Some controversy remains, however, in the medical literature as to the exact nature of low-dose dependence and the difficulty in getting patients to discontinue their benzodiazepines, with some papers attributing the problem to predominantly drug-seeking behavior and drug craving, whereas other papers having found the opposite, attributing the problem to a problem of physical dependence with drug-seeking and craving not being typical of low-dose benzodiazepine users.[76][77]

Society and culture[edit]

Misuse and addiction[edit]

A picture of Ativan brand lorazepam tablets
Lorazepam (Ativan) tablets.

Benzodiazepines are one of the largest classes of abused drugs; they are classed as schedule IV controlled drugs because of their recognized medical uses.[78] Across the world the most frequently diverted and abused benzodiazepines include temazepam, diazepam, nimetazepam, nitrazepam, triazolam, flunitrazepam, midazolam, and in the United States alprazolam, clonazepam, and lorazepam.

Benzodiazepines can cause serious addiction problems. A survey in Senegal of doctors found that many doctors feel that their training and knowledge of benzodiazepines is, in general, poor; a study in Dakar found that almost one-fifth of doctors ignored prescribing guidelines regarding short-term use of benzodiazepines, and almost three-quarters of doctors regarded their training and knowledge of benzodiazepines to be inadequate. More training regarding benzodiazepines has been recommended for doctors.[79] Due to the serious concerns of addiction, national governments were recommended to urgently seek to raise knowledge via training about the addictive nature of benzodiazepines and appropriate prescribing of benzodiazepines.[80]

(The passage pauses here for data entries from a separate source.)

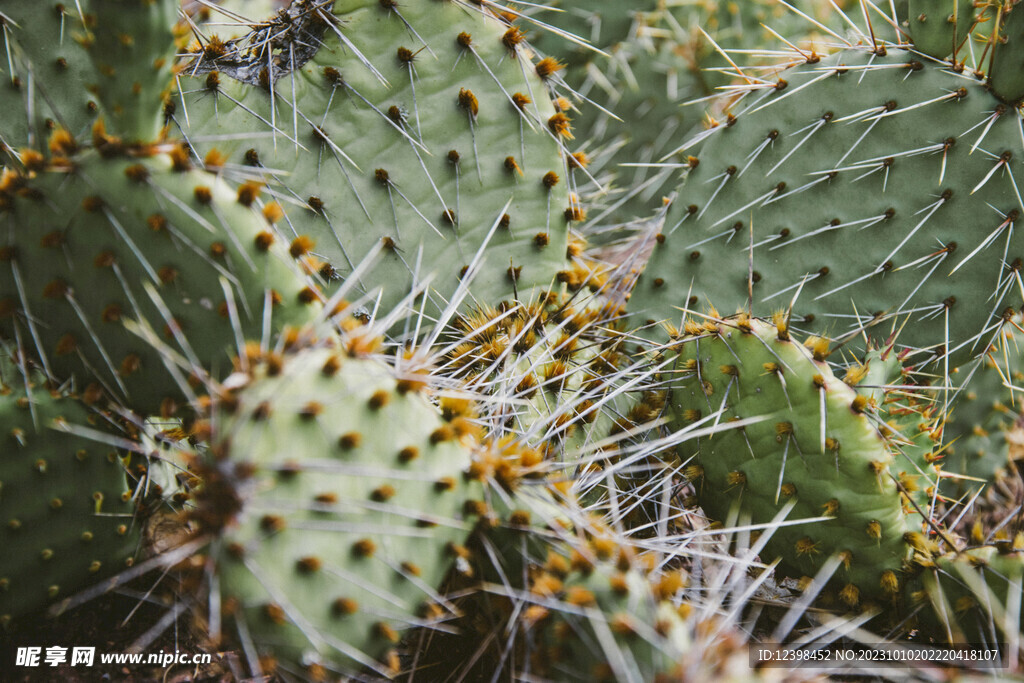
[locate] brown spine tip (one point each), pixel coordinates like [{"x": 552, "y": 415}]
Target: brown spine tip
[
  {"x": 349, "y": 440},
  {"x": 379, "y": 399},
  {"x": 364, "y": 548}
]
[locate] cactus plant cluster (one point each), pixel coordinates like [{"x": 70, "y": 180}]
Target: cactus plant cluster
[{"x": 329, "y": 294}]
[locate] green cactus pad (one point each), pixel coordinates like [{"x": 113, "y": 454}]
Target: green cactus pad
[
  {"x": 131, "y": 45},
  {"x": 600, "y": 623},
  {"x": 92, "y": 242},
  {"x": 68, "y": 515},
  {"x": 1007, "y": 69},
  {"x": 414, "y": 125},
  {"x": 985, "y": 409},
  {"x": 44, "y": 77},
  {"x": 854, "y": 177},
  {"x": 907, "y": 416},
  {"x": 816, "y": 447},
  {"x": 939, "y": 28},
  {"x": 657, "y": 59},
  {"x": 973, "y": 595},
  {"x": 340, "y": 500}
]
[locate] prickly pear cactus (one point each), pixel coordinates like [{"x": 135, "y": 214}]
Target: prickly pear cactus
[
  {"x": 131, "y": 46},
  {"x": 659, "y": 61},
  {"x": 548, "y": 368},
  {"x": 972, "y": 595},
  {"x": 68, "y": 515},
  {"x": 424, "y": 127},
  {"x": 909, "y": 417},
  {"x": 594, "y": 621},
  {"x": 44, "y": 74},
  {"x": 987, "y": 407},
  {"x": 94, "y": 239},
  {"x": 339, "y": 499},
  {"x": 852, "y": 178},
  {"x": 811, "y": 450}
]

A six-year study on 51 Vietnam veterans who were drug abusers of either mainly stimulants (11 people), mainly opiates (26 people), or mainly benzodiazepines (14 people) was carried out to assess psychiatric symptoms related to the specific drugs of abuse. After six years, opiate abusers had little change in psychiatric symptomatology; five of the stimulant users had developed psychosis, and eight of the benzodiazepine users had developed depression. Therefore, long-term benzodiazepine abuse and dependence seems to carry a negative effect on mental health, with a significant risk of causing depression.[81] Benzodiazepines are also sometimes abused intra-nasally.[82]

In the elderly, alcohol and benzodiazepines are the most commonly abused substances, and the elderly population is more susceptible to benzodiazepine withdrawal syndrome and delirium than are younger patients.[83]